Да, похоже, Жозеф и не ждал ответа.
Какие-то отрывки из скудного школьного курса истории тем не менее мелькнули в голове поляка.
— Ну… э… если я правильно помню, — медленно произнес он, — этот… папа римский, призывая к Первому крестовому походу, сказал, что тем, кто примет в нем участие, будут отпущены все грехи. Я не очень понимаю, как это — отпускать грехи. Но… твой предок — он вроде бы намекнул тебе, что война отпустит и твои грехи. То, что ты делал, это гадость, конечно. Но ты с этим ведь покончил и сражаешься за будущее. Так ведь?
— Да. — Жозеф осенил себя крестом и добавил с почти неуместным в устах юноши этого времени пылом: — Даст бог, это так, я верю в это… Спасибо, Густав.
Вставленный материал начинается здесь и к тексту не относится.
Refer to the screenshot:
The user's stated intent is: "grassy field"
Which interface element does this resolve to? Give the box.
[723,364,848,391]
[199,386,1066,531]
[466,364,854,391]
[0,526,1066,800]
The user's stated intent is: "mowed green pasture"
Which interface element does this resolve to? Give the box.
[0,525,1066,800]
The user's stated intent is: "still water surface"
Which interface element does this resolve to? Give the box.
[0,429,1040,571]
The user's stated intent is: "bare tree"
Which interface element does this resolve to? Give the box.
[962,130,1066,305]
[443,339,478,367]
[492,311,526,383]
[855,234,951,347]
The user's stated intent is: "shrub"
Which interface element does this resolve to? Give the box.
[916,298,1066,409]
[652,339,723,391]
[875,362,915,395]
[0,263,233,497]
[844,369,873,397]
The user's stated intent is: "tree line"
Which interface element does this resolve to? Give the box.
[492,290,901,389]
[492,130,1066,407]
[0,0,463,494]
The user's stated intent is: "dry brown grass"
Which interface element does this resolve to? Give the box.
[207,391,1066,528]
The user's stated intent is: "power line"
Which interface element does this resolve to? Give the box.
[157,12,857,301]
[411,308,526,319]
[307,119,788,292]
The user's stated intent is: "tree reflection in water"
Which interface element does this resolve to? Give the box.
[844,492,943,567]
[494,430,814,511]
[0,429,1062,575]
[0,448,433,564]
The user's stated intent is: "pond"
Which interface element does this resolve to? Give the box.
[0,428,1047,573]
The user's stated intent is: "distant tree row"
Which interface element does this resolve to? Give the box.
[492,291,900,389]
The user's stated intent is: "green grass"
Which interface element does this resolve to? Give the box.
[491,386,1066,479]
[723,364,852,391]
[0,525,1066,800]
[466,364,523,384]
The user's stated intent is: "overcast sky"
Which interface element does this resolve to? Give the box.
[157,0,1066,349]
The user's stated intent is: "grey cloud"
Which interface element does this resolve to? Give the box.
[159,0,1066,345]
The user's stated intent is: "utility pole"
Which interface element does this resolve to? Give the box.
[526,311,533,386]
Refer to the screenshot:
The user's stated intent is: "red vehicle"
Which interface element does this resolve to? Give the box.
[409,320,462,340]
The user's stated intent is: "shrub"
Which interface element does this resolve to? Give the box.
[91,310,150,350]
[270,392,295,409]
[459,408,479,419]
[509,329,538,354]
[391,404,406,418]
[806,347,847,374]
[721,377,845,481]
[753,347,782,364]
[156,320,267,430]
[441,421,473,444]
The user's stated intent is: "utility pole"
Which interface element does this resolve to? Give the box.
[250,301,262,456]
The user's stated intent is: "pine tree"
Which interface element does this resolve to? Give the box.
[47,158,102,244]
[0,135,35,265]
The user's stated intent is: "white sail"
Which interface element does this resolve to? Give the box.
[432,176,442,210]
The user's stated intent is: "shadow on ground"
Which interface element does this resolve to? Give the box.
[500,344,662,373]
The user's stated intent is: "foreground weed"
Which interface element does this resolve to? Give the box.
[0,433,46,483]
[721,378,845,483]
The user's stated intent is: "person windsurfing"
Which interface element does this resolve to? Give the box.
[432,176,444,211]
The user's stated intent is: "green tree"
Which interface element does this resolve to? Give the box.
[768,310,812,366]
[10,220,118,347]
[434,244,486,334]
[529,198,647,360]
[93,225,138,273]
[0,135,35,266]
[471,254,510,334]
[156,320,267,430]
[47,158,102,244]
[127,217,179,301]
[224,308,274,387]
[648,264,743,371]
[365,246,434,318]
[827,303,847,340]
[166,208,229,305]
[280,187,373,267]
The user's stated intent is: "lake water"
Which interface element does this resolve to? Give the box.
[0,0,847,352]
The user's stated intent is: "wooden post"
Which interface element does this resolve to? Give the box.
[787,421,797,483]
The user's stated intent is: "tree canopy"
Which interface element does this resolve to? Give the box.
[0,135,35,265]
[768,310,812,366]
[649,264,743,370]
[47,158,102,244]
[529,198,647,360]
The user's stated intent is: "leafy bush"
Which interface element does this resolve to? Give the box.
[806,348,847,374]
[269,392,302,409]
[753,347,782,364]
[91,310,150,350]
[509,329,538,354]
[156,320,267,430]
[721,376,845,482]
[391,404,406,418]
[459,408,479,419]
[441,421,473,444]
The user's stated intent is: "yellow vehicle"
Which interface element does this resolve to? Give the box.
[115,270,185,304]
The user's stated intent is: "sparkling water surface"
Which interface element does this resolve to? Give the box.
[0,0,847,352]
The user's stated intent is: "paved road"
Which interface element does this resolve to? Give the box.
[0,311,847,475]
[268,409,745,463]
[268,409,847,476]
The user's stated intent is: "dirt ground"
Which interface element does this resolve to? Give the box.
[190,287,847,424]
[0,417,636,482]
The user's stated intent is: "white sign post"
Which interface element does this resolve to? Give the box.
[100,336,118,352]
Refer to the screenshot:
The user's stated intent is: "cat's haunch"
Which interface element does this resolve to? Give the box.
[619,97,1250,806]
Поляк смутился, сам не понимая почему. Насвистывая, чтобы скрыть смущение, он огляделся… и заметил в конце улицы, чуть сбоку, угол какого-то здания, не похожего на жилой дом.
— А там что? — спросил он с интересом.
Жозеф, размышлявший о чем-то своем, повернулся и удивленно сказал:
— Н-не знаю. Мы тут были три недели назад, ничего там такого не торчало… — Он достал «уоки-токи». — Иоганн, это Жозеф… Да нет, ничего. Тут какой-то дом, раньше не было его. Мы посмотрим… Нет, зачем? Тут тихо, справимся… Конечно. Андрэ и Джек не вернулись?.. Точно, за смертью. — Он посмеялся. — Да, есть вещи, которыми даже черт не шутит… Ладно, мы быстро. — Он убрал рацию и спросил: — Ну что, посмотрим?